What Does the American Prairie Have to Do with the Modern Data Stack?
Successful data analytics teams are emergent; they are rarely the result of conscious human design, reasoning, and planning. Instead, the best teams often emerge out of spontaneity that responds to the needs of internal customers and tradeoffs of serving those customers efficiently over the short-run and long-run. They tend to be built from modest beginnings and grow as a result of virtuous cycles, as opposed to mirroring the best practices of successful companies.
I recently re-listened to an EconTalk podcast on the American prairie, a storied and romanticized ecological system that today is virtually extinct. The host, Russ Roberts, urged listeners to picture the prairie. There “would be an abundance of plants, long grasses of various colors, a palette of flowers, some trees. You'd see the original ‘amber waves of grain’ [and] you'd also see a variety of animals going about their daily ritual.”
Roberts then challenged listeners to recreate a prairie. So, you try, do the thought experiment. How, with an unlimited budget, might you construct a prairie; what steps would you need to produce one? He then proposed a solution:
"Buy a plot of land where prairie likely thrived in the past.
Check the libraries. Look for old photos of the prairie. Obtain the most complete list available of all the plant and animal members of a prairie ecosystem.
Collect samples of all the relevant species, e.g., seeds of plants, male and female pairs of animals.
Clear the plot of land and plant your seeds, along with a few trees.
Release the animals into the plot of land.
Watch and wait.
Perhaps you added a few steps with more intervention, like fertilization or watering. But overall, you likely suggested some kind of approach that we will loosely call ‘Assemble.’ That is, the steps you listed were to clear out your workspace, get the component plants and animals, lay out the blueprint, follow the directions, and start assembling. You'd then piece together the various components of the prairie and hope that somehow a prairie emerges. The approach is quite reasonable. It seems intuitively correct.

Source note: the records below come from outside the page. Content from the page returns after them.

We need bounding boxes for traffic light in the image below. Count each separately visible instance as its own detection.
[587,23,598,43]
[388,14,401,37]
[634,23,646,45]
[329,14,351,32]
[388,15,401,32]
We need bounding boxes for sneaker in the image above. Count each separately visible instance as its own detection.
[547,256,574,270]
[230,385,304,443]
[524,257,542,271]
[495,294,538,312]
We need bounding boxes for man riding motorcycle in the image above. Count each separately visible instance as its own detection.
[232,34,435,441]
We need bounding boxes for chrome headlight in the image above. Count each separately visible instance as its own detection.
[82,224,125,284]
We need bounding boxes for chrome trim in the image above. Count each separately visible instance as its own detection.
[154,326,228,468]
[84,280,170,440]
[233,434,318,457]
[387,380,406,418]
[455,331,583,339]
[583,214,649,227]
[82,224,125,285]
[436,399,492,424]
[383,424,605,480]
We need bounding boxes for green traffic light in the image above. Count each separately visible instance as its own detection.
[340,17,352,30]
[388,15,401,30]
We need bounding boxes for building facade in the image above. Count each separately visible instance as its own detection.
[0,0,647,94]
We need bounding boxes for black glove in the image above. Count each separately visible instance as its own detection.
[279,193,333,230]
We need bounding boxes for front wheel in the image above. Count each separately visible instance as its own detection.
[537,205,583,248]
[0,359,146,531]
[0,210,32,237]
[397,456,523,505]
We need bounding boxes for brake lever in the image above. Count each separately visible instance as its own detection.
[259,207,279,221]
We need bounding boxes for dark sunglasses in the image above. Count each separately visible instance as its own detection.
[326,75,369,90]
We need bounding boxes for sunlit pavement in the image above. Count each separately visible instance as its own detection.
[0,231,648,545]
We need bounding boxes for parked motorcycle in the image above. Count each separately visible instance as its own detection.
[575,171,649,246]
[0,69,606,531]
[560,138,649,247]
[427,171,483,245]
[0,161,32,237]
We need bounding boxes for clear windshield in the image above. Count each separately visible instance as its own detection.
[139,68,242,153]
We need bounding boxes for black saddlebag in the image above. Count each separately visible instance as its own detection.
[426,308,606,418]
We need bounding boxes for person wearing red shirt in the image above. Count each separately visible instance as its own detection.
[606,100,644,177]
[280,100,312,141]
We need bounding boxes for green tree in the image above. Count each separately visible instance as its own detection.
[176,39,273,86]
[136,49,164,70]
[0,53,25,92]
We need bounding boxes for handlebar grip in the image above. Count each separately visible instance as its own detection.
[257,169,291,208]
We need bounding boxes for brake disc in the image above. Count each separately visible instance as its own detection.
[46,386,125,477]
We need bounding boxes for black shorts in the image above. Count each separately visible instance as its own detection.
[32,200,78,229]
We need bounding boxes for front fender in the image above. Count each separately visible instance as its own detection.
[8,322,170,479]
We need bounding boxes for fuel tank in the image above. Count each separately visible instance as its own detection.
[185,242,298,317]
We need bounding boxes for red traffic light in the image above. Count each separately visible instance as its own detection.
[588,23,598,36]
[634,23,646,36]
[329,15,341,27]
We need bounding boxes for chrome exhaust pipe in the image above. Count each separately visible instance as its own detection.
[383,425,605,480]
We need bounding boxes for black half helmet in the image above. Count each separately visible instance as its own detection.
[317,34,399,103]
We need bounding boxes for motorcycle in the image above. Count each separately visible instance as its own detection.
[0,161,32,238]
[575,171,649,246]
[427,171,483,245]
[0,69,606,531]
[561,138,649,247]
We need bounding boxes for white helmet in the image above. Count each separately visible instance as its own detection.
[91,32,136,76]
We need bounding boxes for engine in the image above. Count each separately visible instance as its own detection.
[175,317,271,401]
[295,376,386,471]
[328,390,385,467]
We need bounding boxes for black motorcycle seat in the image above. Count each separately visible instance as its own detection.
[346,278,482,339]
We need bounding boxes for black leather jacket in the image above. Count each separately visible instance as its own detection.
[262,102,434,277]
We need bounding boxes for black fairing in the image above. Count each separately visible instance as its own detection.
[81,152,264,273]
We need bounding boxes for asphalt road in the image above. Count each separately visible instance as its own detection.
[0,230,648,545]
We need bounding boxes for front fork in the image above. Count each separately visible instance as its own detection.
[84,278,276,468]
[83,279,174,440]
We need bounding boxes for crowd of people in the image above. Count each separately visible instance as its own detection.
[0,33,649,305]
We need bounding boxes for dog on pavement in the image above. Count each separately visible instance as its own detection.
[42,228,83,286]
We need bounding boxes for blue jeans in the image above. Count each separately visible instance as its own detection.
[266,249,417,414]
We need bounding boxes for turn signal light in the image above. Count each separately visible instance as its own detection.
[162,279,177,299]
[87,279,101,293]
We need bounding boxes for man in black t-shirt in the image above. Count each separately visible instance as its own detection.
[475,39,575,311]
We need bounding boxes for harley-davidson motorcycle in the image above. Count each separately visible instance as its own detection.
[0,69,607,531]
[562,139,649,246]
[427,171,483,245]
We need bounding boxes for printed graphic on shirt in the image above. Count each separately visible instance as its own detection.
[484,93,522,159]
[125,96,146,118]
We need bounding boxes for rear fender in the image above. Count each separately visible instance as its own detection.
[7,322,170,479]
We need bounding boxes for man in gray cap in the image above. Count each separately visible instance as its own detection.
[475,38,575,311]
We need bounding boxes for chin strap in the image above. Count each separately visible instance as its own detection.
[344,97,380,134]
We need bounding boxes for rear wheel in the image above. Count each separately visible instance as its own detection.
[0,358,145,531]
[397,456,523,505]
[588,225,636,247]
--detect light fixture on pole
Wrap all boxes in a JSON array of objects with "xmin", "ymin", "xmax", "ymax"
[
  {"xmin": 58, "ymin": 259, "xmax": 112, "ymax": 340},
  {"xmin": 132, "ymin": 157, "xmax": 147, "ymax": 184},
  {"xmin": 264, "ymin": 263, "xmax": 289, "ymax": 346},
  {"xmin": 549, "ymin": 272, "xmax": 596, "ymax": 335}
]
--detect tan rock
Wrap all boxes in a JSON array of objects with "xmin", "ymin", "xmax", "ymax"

If you were assembling a car, house, or a toaster, it would probably work. All you'd have to do is to assemble the components of the desired system on a reasonably attractive plot of land, and eventually a prairie would emerge. It makes sense, right?”
The host poses that strategy to point out its flaws and highlights that it fails. Rather than assembling a prairie, a “prairie is something that grows. It has to start small. It has pieces that interact and build on each other. Once it's up and running, the prairie works as a complex system. It is dependent on the intricate interaction of all the components of the system. A prairie cannot be brought to life with one abracadabra, one wave of the magic wand. Ecologists have in fact experimented with trying to grow prairies. Early experimenters took the assemble approach. But they ran into complications. Urban weeds are one such complication. Relative to most prairie species, these noxious weeds are aggressive and fast-growing. Given a chance, these tough weeds will muscle out the more timid prairie species and prohibit them from thriving.”
Ultimately, a beautiful lesson was learned in building a prairie; “not all of the essential ingredients to growing a prairie savannah are visible at the end.” Fire, not present in the final output, was a necessary ingredient to prairie systems thriving. “Fire triggers certain prairie seeds to sprout and eliminates many fire-intolerant urban plants. Without fire, there is no prairie.”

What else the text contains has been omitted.